On the one hand, Google tried to position all these services as a well thought out system, in which all the components are put together in a beautiful mosaic, intertwined with each other, complementing each other. You see this as really something big that will come for us for all, create a new level of comfort and opportunity.
But in several sessions, this was discussed in terms of creating applications, showing how using this ecosystem, Google can elegantly and naturally do the work for you to collect information about the user, engage in collaboration and sell products to him so that he comes back. If you take it abstract, it looks really cool for the user. But from the point of view of the banking market, this is already perceived as a challenge and even a threat. Google, of course, does not want to be a bank. But through the tools they give to end-application developers, they can create ecosystems that, without being in direct conflict with banks, have the power to change their role very much. The bank risks being in the backyard: of those who create value and serve customers turn into those who simply process payments.
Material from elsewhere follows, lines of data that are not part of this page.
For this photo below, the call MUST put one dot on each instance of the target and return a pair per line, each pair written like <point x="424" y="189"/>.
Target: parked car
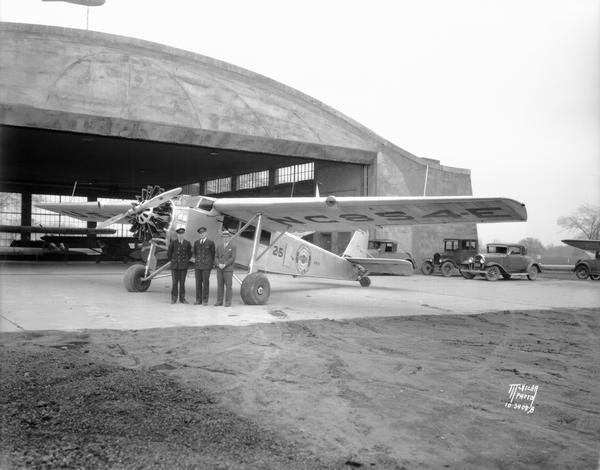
<point x="585" y="268"/>
<point x="501" y="259"/>
<point x="384" y="248"/>
<point x="456" y="252"/>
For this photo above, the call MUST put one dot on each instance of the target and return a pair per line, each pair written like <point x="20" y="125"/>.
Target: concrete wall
<point x="83" y="81"/>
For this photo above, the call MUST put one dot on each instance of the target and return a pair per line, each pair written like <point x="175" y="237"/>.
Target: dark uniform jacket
<point x="204" y="254"/>
<point x="179" y="254"/>
<point x="226" y="256"/>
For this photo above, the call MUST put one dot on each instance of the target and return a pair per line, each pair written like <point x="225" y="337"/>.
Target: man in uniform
<point x="224" y="261"/>
<point x="179" y="254"/>
<point x="204" y="254"/>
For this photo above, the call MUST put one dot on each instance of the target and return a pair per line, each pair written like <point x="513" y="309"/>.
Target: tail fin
<point x="357" y="248"/>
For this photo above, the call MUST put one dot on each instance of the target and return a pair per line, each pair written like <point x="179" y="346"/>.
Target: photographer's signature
<point x="521" y="397"/>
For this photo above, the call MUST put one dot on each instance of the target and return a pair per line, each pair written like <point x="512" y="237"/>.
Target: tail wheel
<point x="133" y="279"/>
<point x="256" y="289"/>
<point x="446" y="268"/>
<point x="493" y="273"/>
<point x="427" y="268"/>
<point x="582" y="272"/>
<point x="532" y="273"/>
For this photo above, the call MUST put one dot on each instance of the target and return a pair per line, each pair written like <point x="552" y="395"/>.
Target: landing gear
<point x="133" y="279"/>
<point x="255" y="289"/>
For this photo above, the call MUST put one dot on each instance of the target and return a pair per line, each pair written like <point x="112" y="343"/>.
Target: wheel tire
<point x="427" y="268"/>
<point x="133" y="279"/>
<point x="446" y="268"/>
<point x="466" y="275"/>
<point x="256" y="289"/>
<point x="493" y="273"/>
<point x="582" y="272"/>
<point x="532" y="273"/>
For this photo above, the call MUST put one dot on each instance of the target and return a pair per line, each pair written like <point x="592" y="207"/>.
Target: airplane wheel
<point x="582" y="272"/>
<point x="492" y="273"/>
<point x="466" y="275"/>
<point x="427" y="268"/>
<point x="133" y="279"/>
<point x="532" y="273"/>
<point x="446" y="268"/>
<point x="255" y="289"/>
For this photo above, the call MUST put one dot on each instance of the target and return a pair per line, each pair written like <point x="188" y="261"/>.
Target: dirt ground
<point x="423" y="392"/>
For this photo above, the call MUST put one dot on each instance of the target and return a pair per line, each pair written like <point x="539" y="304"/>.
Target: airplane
<point x="63" y="239"/>
<point x="264" y="229"/>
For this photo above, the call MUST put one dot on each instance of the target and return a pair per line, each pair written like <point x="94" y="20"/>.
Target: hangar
<point x="100" y="115"/>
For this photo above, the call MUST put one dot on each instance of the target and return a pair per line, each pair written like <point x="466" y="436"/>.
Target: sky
<point x="509" y="89"/>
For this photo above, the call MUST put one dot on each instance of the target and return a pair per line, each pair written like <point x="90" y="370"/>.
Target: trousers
<point x="202" y="284"/>
<point x="178" y="284"/>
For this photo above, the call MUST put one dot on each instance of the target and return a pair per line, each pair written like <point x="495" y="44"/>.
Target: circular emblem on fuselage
<point x="303" y="259"/>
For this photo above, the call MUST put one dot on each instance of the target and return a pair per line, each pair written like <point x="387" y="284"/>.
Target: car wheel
<point x="446" y="268"/>
<point x="466" y="275"/>
<point x="427" y="268"/>
<point x="492" y="273"/>
<point x="582" y="272"/>
<point x="532" y="273"/>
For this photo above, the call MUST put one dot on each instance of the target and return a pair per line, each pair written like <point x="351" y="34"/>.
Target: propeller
<point x="150" y="214"/>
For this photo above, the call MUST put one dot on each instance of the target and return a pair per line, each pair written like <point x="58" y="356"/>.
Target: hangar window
<point x="10" y="214"/>
<point x="291" y="174"/>
<point x="253" y="180"/>
<point x="221" y="185"/>
<point x="52" y="219"/>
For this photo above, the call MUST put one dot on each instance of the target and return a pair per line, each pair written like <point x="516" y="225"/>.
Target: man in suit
<point x="204" y="254"/>
<point x="179" y="254"/>
<point x="224" y="261"/>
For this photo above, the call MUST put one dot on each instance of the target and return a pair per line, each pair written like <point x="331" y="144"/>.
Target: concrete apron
<point x="77" y="296"/>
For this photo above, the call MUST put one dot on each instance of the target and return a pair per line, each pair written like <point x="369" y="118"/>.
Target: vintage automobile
<point x="501" y="259"/>
<point x="456" y="252"/>
<point x="585" y="268"/>
<point x="384" y="248"/>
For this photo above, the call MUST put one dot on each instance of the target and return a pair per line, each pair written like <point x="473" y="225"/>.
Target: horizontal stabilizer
<point x="398" y="267"/>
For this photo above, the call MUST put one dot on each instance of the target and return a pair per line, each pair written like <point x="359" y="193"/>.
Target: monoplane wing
<point x="363" y="213"/>
<point x="88" y="211"/>
<point x="588" y="245"/>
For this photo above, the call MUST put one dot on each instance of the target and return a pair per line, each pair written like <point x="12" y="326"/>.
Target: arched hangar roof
<point x="58" y="81"/>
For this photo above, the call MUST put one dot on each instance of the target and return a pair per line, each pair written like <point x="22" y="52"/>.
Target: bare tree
<point x="585" y="220"/>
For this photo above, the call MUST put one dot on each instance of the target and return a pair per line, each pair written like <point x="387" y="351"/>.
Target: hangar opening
<point x="98" y="116"/>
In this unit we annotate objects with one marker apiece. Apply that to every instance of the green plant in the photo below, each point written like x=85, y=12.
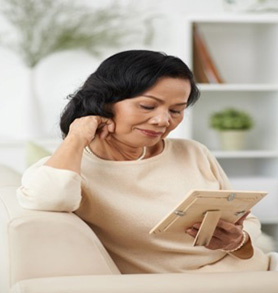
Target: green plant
x=38, y=28
x=231, y=119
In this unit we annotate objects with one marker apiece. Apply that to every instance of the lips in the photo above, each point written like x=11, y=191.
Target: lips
x=151, y=133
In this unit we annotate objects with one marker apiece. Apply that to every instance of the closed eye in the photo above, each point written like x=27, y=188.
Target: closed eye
x=175, y=111
x=146, y=107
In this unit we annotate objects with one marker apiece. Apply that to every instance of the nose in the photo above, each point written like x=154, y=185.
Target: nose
x=161, y=118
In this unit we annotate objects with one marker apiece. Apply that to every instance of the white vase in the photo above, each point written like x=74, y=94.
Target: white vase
x=31, y=110
x=232, y=140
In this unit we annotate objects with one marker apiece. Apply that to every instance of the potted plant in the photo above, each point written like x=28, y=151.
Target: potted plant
x=232, y=126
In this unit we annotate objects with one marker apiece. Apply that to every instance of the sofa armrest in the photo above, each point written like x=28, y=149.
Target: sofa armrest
x=255, y=282
x=40, y=244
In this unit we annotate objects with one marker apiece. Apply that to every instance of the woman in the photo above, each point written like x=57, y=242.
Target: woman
x=117, y=172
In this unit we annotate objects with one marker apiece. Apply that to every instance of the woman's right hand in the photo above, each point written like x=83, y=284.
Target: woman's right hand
x=86, y=128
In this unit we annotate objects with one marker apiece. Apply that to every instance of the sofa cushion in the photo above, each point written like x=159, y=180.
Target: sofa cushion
x=9, y=177
x=255, y=282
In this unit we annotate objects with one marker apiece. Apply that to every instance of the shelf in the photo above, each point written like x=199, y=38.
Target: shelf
x=245, y=154
x=234, y=18
x=238, y=87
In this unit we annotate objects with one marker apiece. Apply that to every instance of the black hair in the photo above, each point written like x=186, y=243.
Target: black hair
x=123, y=76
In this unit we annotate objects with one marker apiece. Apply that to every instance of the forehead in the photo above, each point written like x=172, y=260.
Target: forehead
x=174, y=88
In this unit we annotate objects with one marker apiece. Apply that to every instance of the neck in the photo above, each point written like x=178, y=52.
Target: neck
x=117, y=151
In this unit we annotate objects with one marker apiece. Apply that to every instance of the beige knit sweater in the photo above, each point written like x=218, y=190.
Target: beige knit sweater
x=122, y=200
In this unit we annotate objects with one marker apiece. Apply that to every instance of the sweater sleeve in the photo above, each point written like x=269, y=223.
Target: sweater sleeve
x=49, y=189
x=251, y=225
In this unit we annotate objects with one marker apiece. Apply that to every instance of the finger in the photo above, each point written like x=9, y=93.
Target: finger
x=104, y=132
x=111, y=126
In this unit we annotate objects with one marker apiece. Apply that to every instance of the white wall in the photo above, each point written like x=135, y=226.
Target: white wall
x=60, y=74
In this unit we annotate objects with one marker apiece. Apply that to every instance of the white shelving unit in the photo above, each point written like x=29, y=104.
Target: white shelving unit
x=244, y=49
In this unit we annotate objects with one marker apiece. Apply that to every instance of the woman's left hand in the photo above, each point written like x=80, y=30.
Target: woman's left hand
x=227, y=236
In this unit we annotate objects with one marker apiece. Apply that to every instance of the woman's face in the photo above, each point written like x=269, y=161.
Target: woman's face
x=148, y=118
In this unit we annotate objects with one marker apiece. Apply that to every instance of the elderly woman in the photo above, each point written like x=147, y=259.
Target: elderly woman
x=117, y=171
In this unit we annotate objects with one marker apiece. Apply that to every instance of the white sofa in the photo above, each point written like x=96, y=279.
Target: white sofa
x=50, y=252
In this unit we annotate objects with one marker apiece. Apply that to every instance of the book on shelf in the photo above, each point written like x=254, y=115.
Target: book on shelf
x=203, y=65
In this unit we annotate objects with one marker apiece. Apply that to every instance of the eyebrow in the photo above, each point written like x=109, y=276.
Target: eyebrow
x=159, y=100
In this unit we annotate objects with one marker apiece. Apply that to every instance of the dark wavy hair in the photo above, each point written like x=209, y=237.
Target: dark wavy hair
x=124, y=75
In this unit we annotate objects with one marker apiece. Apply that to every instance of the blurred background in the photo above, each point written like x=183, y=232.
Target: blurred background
x=49, y=47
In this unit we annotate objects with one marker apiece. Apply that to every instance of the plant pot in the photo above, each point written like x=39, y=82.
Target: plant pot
x=232, y=140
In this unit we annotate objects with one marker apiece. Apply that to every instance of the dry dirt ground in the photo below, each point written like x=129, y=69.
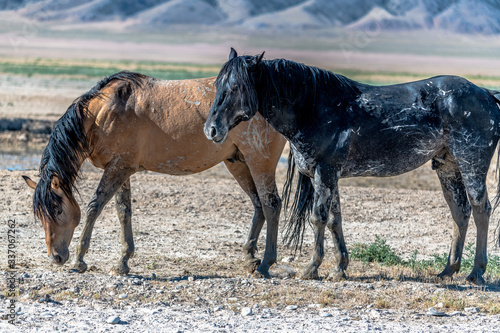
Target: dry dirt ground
x=188, y=273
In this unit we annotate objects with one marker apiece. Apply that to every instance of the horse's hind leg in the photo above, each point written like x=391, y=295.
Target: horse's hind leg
x=340, y=249
x=473, y=165
x=242, y=174
x=481, y=209
x=124, y=211
x=325, y=191
x=456, y=197
x=111, y=181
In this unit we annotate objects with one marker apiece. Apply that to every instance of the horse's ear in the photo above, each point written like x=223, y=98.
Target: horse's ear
x=259, y=58
x=233, y=54
x=29, y=182
x=255, y=61
x=55, y=183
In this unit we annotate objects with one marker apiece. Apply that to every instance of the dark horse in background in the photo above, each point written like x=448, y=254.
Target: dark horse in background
x=341, y=128
x=131, y=122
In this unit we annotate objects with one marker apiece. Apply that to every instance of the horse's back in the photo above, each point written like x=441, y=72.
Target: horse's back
x=158, y=126
x=400, y=127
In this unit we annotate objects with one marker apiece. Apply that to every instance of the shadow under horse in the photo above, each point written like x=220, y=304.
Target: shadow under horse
x=130, y=122
x=341, y=128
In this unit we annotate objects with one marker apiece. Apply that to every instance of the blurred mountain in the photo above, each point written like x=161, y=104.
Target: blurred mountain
x=460, y=16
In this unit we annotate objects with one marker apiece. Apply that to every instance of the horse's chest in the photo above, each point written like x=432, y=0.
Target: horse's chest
x=303, y=160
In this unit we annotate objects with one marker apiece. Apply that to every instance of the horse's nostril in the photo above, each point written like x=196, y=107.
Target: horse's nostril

Will the situation evolve in such a scenario? A matter of time and how banks adapt to new conditions. This risk did not arise now, they talked a lot about it. But it was at this event that it became clear how large technology companies would attack the financial industry. Previously, discussions were held on whether Apple, Facebook, Google will open its bank. Now it is clear that the path is quite different - the ecosystems they create can simply force out banks for secondary roles in the process of communication with the client. For example, on June 5, Apple at WWDC announced transfers between Apple Pay users - illustrating the ecosystem (iMessage + Apple Pay) as a kind of challenge for banks.
On the other hand, I see this as an opportunity. We can use the same tools, the same platforms and solutions that Google offers to application developers. So, we get access to this analytics, and the opportunity to understand who this user is, who is also our potential or current client.
I was not scared by this story. She described for us a new field in which there would still be a lot of movement, many new bouts. We have entered a very interesting new phase of technologies that create a new danger for us as a classic industry, but also a new opportunity. You just need to work more and better.
I was for the first time at IT conferences of this magnitude. There is not a single professional event in Russia in our industry that would gather thousands of participants over the course of three days. The organizers thought over everything so that the guests were comfortable, even to such “trifles” as possible burns and dehydration from the hot Californian sun: besides the fact that each participant’s welcome package contained a sun protection cream, dispensers with san block and went rickshaws with water cisterns.
The technical organization was expected to be flawless. But I especially liked the variety of formats: in addition to standard lectures and discussions, there were laboratories where participants were given the opportunity to get information in practice. A new session format for me is “office hours”. Imagine you came to your colleague with your question for discussion, but a colleague is an expert from Google. In fact, this is an opportunity to get advice in a democratic format of the dialogue of colleagues. Everyone who came could find a convenient form. This experience we will use in our events.